C++ Essential Training
June 23, 2026 – Present
pandas Essential Training
June 23, 2026 – Present
Learning Bash Scripting
June 23, 2026 – Present
NumPy Essential Training: 2 MatPlotlib and Linear Algebra Capabilities
June 23, 2026 – Present
NumPy Essential Training: 1 Foundations of NumPy
June 23, 2026 – Present
Introduction to Programming Using Python
CS50
June 23, 2026 – Present
Additive Manufacturing: Optimizing 3D Prints
June 23, 2026 – Present
SWCAD1.0: SOLIDWORKS CAD Fundamentals
edX
June 23, 2026 – Present
Introduction to Linear Algebra with MATLAB ,Solving Ordinary Differential Equation with MATLAB, MATLAB onramp, Solving Non Linear Equations with MATLAB, Introduction to Symbolic Math with MATLAB, Fundamentals of MATLAB
MathWorks
June 23, 2026 – Present
Cultural Fit Analysis
The candidate's project portfolio is diverse, spanning robotics, computer vision, embedded systems, industrial engineering, and even agricultural entrepreneurship. This breadth indicates adaptability and a willingness to explore different domains. However, the majority of projects and experience lean heavily towards robotics and mechanical engineering, which is not a direct alignment with a typical Data Analyst role. While the analytical skills gained are transferable, the core focus is not data analysis in a business context. The 'Agricultural Entrepreneur' role shows initiative and leadership, which are positive cultural attributes.

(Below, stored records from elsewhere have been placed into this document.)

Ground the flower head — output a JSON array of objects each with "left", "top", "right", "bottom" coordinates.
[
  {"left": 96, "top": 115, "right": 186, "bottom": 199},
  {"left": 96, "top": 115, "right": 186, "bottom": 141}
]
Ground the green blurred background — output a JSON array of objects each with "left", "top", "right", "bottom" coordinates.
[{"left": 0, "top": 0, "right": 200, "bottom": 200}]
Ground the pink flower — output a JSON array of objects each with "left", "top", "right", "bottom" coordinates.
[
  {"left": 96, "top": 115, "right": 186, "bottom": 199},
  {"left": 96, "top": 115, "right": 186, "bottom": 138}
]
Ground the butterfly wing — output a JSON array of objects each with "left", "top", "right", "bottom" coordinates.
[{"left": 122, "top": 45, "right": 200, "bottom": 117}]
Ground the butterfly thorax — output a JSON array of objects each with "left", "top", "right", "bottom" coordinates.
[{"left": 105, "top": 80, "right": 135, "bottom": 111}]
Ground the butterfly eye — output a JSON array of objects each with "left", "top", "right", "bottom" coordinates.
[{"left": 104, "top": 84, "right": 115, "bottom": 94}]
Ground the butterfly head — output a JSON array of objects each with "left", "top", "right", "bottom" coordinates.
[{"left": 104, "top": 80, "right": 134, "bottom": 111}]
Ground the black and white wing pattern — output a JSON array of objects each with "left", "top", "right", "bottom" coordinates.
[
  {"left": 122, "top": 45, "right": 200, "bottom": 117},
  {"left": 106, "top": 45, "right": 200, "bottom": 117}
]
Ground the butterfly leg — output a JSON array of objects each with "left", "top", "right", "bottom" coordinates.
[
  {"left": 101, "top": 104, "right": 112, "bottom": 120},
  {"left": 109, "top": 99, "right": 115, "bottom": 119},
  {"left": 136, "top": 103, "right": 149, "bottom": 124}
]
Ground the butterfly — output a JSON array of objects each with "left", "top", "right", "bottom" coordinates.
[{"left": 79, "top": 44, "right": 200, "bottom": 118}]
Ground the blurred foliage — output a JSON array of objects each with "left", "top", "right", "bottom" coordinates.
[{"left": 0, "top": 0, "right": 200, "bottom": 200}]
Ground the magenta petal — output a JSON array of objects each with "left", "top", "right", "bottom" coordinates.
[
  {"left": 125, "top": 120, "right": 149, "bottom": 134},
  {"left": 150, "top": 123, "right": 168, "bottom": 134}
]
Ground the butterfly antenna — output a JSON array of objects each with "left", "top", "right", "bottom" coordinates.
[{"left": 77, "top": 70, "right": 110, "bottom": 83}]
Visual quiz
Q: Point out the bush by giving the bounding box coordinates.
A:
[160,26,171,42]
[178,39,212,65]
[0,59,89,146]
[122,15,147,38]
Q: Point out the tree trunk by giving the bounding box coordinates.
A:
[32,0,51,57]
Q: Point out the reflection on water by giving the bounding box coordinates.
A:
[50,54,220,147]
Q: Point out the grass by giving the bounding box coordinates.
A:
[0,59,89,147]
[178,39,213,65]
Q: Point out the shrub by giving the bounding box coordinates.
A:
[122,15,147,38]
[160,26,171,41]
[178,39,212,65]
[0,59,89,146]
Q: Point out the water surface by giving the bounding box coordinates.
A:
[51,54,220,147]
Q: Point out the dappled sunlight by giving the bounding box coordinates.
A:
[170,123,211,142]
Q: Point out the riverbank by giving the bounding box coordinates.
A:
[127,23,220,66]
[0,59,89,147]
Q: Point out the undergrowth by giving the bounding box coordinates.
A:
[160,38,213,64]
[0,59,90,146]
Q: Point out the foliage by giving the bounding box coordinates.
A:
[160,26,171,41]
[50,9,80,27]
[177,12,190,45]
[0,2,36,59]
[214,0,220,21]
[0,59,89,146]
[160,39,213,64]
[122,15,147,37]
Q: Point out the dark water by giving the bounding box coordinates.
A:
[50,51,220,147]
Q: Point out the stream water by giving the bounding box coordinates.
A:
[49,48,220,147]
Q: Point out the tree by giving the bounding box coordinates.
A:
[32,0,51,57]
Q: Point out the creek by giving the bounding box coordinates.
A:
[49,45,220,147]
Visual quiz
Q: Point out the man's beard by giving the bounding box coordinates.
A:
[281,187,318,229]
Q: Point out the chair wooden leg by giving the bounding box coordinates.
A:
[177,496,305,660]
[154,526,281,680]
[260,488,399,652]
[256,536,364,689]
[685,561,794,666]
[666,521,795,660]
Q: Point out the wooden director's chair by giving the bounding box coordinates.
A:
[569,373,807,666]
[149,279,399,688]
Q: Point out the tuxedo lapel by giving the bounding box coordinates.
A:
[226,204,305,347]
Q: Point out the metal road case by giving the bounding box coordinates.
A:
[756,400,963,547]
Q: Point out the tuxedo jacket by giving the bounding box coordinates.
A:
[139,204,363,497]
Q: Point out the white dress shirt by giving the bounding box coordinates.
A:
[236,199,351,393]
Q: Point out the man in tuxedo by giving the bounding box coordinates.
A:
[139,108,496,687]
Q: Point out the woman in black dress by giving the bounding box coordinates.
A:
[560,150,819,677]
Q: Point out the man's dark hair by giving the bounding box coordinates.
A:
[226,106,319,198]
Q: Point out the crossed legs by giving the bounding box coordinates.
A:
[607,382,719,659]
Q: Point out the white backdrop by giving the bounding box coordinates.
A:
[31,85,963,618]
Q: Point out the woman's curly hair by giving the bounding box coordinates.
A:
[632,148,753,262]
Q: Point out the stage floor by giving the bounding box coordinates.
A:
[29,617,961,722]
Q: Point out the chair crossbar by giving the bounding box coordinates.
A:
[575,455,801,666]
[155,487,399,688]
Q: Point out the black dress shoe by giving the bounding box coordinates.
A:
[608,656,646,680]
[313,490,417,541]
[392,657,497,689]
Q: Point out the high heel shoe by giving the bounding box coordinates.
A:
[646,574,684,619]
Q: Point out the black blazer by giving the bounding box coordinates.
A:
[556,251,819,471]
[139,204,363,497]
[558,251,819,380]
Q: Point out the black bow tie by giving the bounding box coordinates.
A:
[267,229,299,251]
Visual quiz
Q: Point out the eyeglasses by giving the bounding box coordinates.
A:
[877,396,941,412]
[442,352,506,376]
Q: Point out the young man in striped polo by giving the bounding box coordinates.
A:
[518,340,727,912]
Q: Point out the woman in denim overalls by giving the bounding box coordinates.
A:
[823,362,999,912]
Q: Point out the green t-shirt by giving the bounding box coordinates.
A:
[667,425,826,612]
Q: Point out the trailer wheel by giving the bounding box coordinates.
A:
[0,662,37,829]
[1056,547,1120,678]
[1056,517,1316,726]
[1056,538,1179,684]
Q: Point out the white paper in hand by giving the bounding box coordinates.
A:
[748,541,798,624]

Soft Skills & Operational Fit
The candidate's project descriptions highlight skills such as problem-solving, mathematical modeling, project management, critical thinking, and collaboration. The 'Agricultural Entrepreneur and Manager' role also indicates leadership, business development, and strategic planning. These soft skills suggest a good operational fit for roles requiring independent work, team collaboration, and strategic thinking, although the direct relevance to a Data Analyst role needs further validation.